So, sorting out what this means for me one step at a time...the baby's father pushed very strongly to give the kid his last name. We initially spoke enthusiastically of creating a new last name, but when it came down to it, he wanted to pass his name on. Being typically conflict averse, particularly around such loaded topics, I agreed.
Now, I'm having second thoughts. Probably not strong enough second thoughts that I'll bother to argue, but perhaps strong enough that I'll keep thinking about where my discomfort is coming from for awhile. There are various dimensions of it I can identify at the moment:
- The practical. Due to the logistics of our lives, I am definitely the one more likely to be travelling internationally with the kid, alone. Rumour has it this can be complicated with divergent last names. Why not at least make our lives equally complicated?

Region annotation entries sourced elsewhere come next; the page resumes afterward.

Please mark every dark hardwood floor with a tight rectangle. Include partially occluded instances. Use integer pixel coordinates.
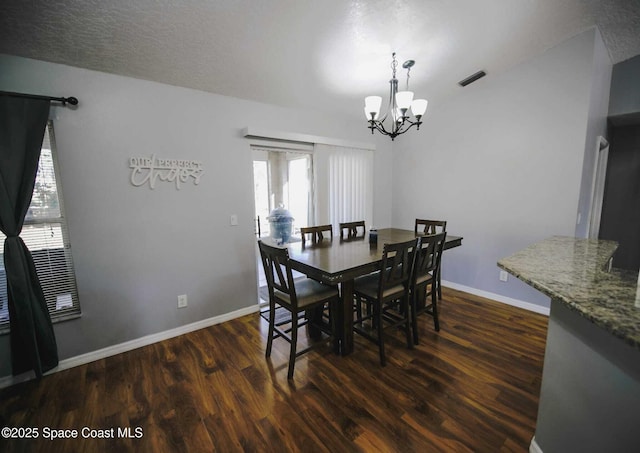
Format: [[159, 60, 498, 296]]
[[0, 288, 547, 453]]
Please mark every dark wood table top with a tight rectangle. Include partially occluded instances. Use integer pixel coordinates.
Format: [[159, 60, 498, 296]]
[[287, 228, 463, 283]]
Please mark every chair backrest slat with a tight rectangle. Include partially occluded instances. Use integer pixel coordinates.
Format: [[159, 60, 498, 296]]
[[413, 232, 447, 281], [378, 239, 418, 300], [340, 220, 367, 240], [414, 219, 447, 234], [300, 225, 333, 247], [258, 241, 298, 306]]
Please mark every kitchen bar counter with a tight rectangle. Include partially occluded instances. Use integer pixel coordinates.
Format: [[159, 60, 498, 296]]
[[498, 236, 640, 453], [498, 236, 640, 349]]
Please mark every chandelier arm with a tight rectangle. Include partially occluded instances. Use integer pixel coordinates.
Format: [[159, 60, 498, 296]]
[[369, 121, 392, 135]]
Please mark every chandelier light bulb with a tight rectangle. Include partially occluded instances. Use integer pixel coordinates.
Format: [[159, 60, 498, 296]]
[[364, 96, 382, 117], [364, 52, 427, 140], [411, 99, 429, 117]]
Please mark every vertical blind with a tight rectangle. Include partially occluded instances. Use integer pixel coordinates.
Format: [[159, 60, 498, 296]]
[[314, 144, 373, 231], [0, 122, 80, 333]]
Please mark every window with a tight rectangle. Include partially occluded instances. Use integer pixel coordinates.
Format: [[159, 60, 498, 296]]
[[0, 122, 80, 333]]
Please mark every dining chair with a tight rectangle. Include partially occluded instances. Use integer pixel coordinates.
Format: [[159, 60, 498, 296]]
[[410, 232, 447, 344], [414, 219, 447, 299], [300, 225, 333, 247], [353, 239, 418, 366], [258, 241, 340, 379], [340, 220, 367, 241]]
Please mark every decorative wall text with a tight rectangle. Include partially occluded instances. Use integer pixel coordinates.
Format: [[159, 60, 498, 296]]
[[129, 154, 204, 190]]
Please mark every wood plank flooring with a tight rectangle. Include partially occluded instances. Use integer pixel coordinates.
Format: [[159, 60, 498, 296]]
[[0, 288, 547, 453]]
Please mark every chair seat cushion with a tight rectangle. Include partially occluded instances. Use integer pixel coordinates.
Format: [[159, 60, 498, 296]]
[[274, 278, 340, 308], [353, 272, 404, 299]]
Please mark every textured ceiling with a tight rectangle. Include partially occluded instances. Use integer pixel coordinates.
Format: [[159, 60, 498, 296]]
[[0, 0, 640, 115]]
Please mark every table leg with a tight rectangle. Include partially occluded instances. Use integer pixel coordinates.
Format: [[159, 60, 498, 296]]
[[338, 280, 353, 355]]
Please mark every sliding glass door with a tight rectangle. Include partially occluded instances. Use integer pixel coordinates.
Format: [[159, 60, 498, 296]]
[[253, 148, 313, 240]]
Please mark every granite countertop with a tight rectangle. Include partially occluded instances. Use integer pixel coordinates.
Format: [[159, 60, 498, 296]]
[[498, 236, 640, 349]]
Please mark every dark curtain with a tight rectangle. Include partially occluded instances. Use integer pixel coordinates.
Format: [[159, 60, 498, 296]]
[[0, 95, 58, 378]]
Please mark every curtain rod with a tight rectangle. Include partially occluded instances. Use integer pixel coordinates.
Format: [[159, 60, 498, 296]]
[[0, 91, 78, 105]]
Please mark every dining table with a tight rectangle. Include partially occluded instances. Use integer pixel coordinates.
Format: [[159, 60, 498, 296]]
[[286, 228, 463, 355]]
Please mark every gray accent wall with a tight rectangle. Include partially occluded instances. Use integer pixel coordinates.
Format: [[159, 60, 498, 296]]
[[0, 55, 391, 376], [609, 55, 640, 117], [392, 29, 608, 307]]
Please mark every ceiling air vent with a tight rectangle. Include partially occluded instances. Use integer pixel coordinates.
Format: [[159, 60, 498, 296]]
[[458, 71, 487, 87]]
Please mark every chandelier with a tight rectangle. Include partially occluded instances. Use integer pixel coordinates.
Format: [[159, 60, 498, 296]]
[[364, 52, 427, 140]]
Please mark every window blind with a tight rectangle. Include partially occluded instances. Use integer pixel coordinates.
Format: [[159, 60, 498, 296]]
[[0, 122, 80, 333]]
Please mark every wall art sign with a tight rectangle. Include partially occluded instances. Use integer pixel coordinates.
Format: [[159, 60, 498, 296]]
[[129, 154, 204, 190]]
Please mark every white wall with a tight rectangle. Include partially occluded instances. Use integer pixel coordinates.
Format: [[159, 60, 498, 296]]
[[575, 29, 613, 237], [392, 29, 596, 307], [0, 55, 391, 376]]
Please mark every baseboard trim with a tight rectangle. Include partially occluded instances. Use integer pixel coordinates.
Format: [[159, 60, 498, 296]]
[[529, 436, 543, 453], [442, 280, 550, 316], [0, 304, 260, 389]]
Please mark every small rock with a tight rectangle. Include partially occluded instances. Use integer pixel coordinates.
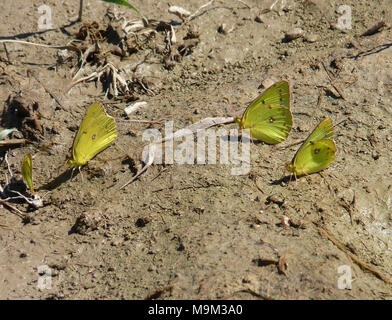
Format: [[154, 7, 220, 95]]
[[255, 14, 264, 23], [218, 23, 229, 34], [284, 28, 304, 41], [169, 6, 191, 19], [305, 34, 319, 43]]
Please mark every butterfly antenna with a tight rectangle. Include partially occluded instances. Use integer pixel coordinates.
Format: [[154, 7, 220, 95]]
[[78, 166, 84, 182]]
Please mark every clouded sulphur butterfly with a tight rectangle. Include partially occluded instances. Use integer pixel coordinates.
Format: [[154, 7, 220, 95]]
[[235, 81, 293, 144], [287, 118, 337, 177], [68, 103, 117, 167]]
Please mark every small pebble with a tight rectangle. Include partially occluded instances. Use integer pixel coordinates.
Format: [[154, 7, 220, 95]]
[[305, 34, 319, 43], [285, 28, 304, 41]]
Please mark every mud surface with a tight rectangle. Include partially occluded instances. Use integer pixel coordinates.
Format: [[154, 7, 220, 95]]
[[0, 0, 392, 299]]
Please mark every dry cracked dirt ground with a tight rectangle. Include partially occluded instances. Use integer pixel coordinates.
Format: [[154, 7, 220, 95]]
[[0, 0, 392, 299]]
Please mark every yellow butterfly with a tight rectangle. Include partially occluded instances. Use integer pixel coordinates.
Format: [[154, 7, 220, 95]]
[[235, 81, 293, 144], [286, 118, 337, 178], [22, 153, 34, 194], [67, 103, 117, 167]]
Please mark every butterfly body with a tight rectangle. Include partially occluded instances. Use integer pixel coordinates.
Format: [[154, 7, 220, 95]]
[[236, 81, 293, 144], [68, 103, 117, 167], [287, 118, 337, 177]]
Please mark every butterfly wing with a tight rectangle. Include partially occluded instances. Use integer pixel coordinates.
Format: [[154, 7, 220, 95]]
[[241, 104, 293, 144], [242, 81, 291, 118], [294, 118, 333, 157], [71, 103, 117, 166], [22, 153, 34, 193], [293, 139, 337, 176]]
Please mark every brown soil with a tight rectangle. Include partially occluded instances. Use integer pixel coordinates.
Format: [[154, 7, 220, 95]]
[[0, 0, 392, 299]]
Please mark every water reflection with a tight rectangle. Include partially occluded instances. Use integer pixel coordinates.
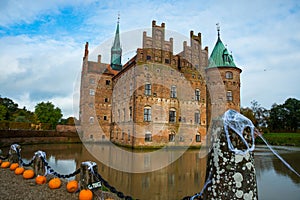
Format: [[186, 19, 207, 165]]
[[10, 144, 300, 200]]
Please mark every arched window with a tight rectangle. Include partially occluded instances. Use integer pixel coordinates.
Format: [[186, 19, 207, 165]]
[[225, 71, 233, 79], [195, 89, 200, 101], [195, 110, 200, 124], [145, 83, 151, 95], [144, 106, 151, 122], [169, 108, 176, 123], [226, 90, 233, 101], [171, 85, 177, 98]]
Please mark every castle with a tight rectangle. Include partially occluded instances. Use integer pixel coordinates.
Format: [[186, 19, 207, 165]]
[[79, 21, 242, 148]]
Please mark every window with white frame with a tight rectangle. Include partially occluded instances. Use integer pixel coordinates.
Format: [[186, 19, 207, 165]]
[[226, 90, 233, 101], [225, 71, 233, 79], [144, 107, 151, 122], [195, 110, 200, 124], [145, 83, 151, 95], [195, 89, 200, 101], [169, 108, 176, 123], [145, 131, 152, 142], [90, 89, 95, 96], [171, 85, 177, 98], [89, 117, 94, 124]]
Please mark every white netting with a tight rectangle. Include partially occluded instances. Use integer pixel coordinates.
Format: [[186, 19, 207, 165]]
[[223, 110, 255, 154]]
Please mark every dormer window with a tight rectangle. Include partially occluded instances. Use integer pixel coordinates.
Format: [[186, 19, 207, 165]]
[[225, 72, 233, 79]]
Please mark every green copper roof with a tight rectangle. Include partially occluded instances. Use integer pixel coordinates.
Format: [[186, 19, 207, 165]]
[[110, 18, 122, 71], [208, 34, 236, 68]]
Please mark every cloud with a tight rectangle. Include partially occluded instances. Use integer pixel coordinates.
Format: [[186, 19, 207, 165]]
[[0, 0, 300, 115]]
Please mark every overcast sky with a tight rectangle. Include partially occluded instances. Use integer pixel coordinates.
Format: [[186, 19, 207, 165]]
[[0, 0, 300, 117]]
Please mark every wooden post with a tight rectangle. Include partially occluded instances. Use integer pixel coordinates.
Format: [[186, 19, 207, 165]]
[[8, 144, 21, 163], [80, 161, 101, 190], [33, 151, 46, 176]]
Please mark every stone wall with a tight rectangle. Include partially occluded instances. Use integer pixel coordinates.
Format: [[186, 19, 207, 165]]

- The feminist. Why is it that the father's last name is the default? Particularly if the kid'll be living with the mother? Wouldn't it be a favor to society to make little symbolic inroads against patriarchy wherever possible?
- The emotional. I have no particular attachment to passing on my last name. He, apparently, does. So, he should get this one, right? The problem is, I feel like instead of being some sort of positive demonstration of family connectivity (which I'm sure it could be, in a different family setup), this is more an invasive stamp of ownership....bad for all of us. But, I also might be imagining things.
- The aesthetic. I don't particularly like his last name; it's very boring, and excludes a lot of my favorite first name candidates. Is that a silly thing to consider?
The conclusion? No clue. Life isn't fair, and South Africa is a good place to live for discovering how to live with it?